Haptic sensors span a broad range of technologies. The main focus of the sensors is to increase the recognition accuracy of both textures and the location of contact points. However, these sensors are mechanically fragile and mounted externally to robotic systems to increase accuracy, limiting the use of those sensors to applications that are kind to the sensors. For use in harsh applications or complementary to those existing sensors, this project aims to develop a machine learning-oriented solution capable of using body-borne vibrations to classify objects' texture and location of haptic interaction.
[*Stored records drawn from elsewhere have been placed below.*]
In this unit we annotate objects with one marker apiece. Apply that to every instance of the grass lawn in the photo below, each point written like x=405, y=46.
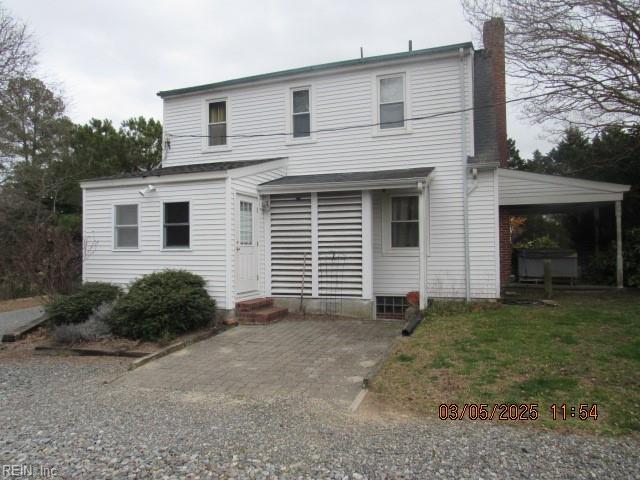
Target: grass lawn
x=585, y=351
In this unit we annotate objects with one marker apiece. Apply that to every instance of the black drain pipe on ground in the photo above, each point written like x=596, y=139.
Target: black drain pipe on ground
x=412, y=323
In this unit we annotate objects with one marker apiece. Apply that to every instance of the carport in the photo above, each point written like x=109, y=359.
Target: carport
x=522, y=193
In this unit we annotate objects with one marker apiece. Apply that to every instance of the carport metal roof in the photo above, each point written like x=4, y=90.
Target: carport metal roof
x=526, y=192
x=539, y=192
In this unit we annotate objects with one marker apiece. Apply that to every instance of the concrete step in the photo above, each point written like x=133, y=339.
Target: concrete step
x=253, y=304
x=262, y=315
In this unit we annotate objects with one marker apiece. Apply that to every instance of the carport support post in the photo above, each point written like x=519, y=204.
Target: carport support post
x=619, y=269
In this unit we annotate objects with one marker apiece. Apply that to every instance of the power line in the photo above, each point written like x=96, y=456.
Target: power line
x=369, y=125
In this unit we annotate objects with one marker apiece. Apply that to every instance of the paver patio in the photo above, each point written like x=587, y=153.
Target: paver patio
x=319, y=359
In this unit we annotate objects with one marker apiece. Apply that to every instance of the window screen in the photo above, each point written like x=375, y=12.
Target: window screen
x=301, y=114
x=404, y=222
x=217, y=123
x=126, y=226
x=176, y=224
x=392, y=102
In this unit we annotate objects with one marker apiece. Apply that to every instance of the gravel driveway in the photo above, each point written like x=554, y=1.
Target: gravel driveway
x=57, y=412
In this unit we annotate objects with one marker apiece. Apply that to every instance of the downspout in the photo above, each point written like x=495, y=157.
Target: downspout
x=465, y=180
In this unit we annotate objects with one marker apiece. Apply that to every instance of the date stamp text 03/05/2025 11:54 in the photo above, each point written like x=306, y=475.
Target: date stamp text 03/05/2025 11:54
x=515, y=411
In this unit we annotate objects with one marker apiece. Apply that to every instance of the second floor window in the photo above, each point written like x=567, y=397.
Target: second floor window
x=301, y=112
x=391, y=100
x=218, y=123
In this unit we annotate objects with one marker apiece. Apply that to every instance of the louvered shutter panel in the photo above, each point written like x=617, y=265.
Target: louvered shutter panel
x=340, y=244
x=290, y=241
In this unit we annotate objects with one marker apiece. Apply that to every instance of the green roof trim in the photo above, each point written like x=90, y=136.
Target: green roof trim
x=315, y=68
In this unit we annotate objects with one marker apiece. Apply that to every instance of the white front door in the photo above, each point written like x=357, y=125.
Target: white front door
x=246, y=245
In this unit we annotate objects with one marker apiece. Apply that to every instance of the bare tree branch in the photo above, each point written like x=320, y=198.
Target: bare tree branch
x=17, y=48
x=591, y=47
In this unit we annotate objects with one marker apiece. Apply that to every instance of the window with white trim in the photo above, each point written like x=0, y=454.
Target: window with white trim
x=217, y=123
x=405, y=230
x=126, y=226
x=391, y=101
x=176, y=225
x=301, y=112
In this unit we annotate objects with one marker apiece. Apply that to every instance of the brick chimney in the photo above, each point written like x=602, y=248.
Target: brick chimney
x=493, y=39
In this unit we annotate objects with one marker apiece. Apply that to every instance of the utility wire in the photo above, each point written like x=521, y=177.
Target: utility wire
x=369, y=125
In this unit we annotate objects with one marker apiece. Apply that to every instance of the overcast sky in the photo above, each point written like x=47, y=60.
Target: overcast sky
x=110, y=58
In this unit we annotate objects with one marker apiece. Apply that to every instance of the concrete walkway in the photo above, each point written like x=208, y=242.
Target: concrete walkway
x=10, y=321
x=318, y=359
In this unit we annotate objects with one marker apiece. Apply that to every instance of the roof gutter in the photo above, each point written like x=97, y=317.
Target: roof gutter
x=359, y=63
x=412, y=182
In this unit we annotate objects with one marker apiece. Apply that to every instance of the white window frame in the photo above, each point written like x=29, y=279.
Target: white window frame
x=206, y=148
x=163, y=239
x=115, y=227
x=291, y=140
x=387, y=249
x=254, y=239
x=383, y=132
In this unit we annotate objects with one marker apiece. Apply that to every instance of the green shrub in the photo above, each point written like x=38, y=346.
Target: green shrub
x=77, y=307
x=162, y=305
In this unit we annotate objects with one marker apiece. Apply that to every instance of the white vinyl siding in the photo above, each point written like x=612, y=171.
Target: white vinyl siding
x=344, y=99
x=206, y=256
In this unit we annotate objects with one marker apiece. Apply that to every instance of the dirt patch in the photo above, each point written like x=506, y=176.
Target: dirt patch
x=19, y=303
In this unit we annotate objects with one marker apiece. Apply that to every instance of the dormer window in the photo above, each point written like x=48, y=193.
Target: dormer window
x=217, y=123
x=391, y=100
x=301, y=112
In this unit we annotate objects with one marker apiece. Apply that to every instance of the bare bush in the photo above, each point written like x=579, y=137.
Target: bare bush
x=95, y=328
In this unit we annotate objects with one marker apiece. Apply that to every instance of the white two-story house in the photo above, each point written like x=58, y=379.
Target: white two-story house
x=341, y=186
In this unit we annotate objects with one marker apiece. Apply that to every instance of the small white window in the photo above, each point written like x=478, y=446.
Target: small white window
x=176, y=225
x=405, y=230
x=301, y=113
x=126, y=226
x=246, y=223
x=217, y=123
x=391, y=101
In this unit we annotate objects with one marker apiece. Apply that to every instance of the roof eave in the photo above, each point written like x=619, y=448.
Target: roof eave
x=396, y=183
x=314, y=69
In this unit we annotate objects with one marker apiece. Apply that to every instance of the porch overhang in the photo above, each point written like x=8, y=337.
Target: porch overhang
x=409, y=178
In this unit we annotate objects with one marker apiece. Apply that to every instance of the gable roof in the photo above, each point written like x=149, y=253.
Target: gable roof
x=316, y=68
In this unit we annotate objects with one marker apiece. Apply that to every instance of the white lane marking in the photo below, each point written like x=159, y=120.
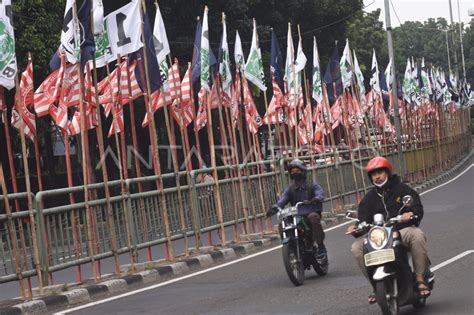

This strategy allows mounting the sensors inside the robot, protected from external perturbance. Although this technology is not as accurate as other technologies, it promises to enable a degree of haptic perception anywhere the robot's outer shell (and electronics) can withstand.
The technology has been validated in applications of multimodal object recognition, e.g., by Bonner et al. 2021 and Toprak et al. 2018. Some of the following steps include the development of the algorithms to perform localization of multiple points of contact between the robot and external objects. 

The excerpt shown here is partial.